A second limitation of our study is that it does not include validation of the results using a completely independent dataset. The experiment we conducted using a positive-control-pathway with known breast cancer susceptibility genes provides us validation that our approach has high power to detect pathways containing multiple weakly associated susceptibility genes. Therefore, the top ranked pathways in our study should be prime targets for future analyses in independent datasets.

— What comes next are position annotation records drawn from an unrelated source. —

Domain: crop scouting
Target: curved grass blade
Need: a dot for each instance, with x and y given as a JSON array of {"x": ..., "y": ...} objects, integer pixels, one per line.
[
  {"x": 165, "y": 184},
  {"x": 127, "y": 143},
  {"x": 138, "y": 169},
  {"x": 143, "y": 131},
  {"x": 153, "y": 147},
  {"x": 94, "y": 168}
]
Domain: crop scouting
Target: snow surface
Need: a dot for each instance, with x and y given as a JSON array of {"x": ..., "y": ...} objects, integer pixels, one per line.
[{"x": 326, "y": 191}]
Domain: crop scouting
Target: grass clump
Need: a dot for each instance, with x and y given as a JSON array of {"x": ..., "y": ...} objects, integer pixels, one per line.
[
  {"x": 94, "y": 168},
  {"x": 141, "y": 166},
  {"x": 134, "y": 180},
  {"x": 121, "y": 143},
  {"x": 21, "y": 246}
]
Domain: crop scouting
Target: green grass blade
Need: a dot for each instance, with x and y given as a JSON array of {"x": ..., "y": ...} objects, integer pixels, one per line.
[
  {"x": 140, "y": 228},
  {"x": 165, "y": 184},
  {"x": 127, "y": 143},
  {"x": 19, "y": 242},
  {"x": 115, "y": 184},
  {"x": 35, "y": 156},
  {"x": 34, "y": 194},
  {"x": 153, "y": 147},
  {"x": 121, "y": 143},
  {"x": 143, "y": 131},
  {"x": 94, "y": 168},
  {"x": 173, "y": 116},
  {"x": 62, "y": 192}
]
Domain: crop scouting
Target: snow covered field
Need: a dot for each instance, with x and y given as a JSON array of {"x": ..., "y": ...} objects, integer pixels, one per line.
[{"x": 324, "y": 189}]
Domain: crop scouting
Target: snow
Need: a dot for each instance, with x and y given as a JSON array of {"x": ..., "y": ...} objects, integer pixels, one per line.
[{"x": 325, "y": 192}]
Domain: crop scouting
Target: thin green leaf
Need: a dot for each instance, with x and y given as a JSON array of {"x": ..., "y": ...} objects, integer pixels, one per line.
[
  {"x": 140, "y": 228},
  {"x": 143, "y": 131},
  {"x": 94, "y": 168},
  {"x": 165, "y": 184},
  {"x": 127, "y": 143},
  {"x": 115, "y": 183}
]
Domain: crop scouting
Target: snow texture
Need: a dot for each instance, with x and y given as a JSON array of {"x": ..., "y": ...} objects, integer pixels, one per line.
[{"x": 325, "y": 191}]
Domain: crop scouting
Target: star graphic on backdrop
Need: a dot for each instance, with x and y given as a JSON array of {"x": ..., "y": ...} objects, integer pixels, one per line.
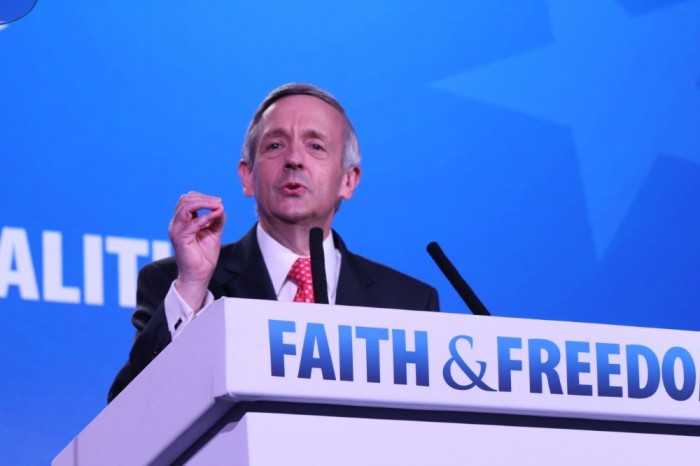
[{"x": 629, "y": 88}]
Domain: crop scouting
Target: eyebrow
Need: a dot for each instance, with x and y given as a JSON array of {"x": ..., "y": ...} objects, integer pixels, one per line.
[{"x": 307, "y": 133}]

In conclusion, our results suggest that genetic alterations associated with the top three pathways and one canonical signaling cascade in our study may contribute to breast cancer susceptibility. Ultimately, additional studies would be needed to confirm and further explore the genetic variations underlying the association of these pathways with breast cancer. Moreover, this study highlights the potential insight that could be gained by pathway-based approach as a complimentary method to the primary single-SNP analysis of GWAS. Particularly, the organization of multiple association signals according to underlying biological processes may improve our understanding about the cellular mechanisms underlying this too common malignancy.
This research was supported in part by the Intramural Research Program of the NIH/National Cancer Institute.
The authors have no conflicts to disclose.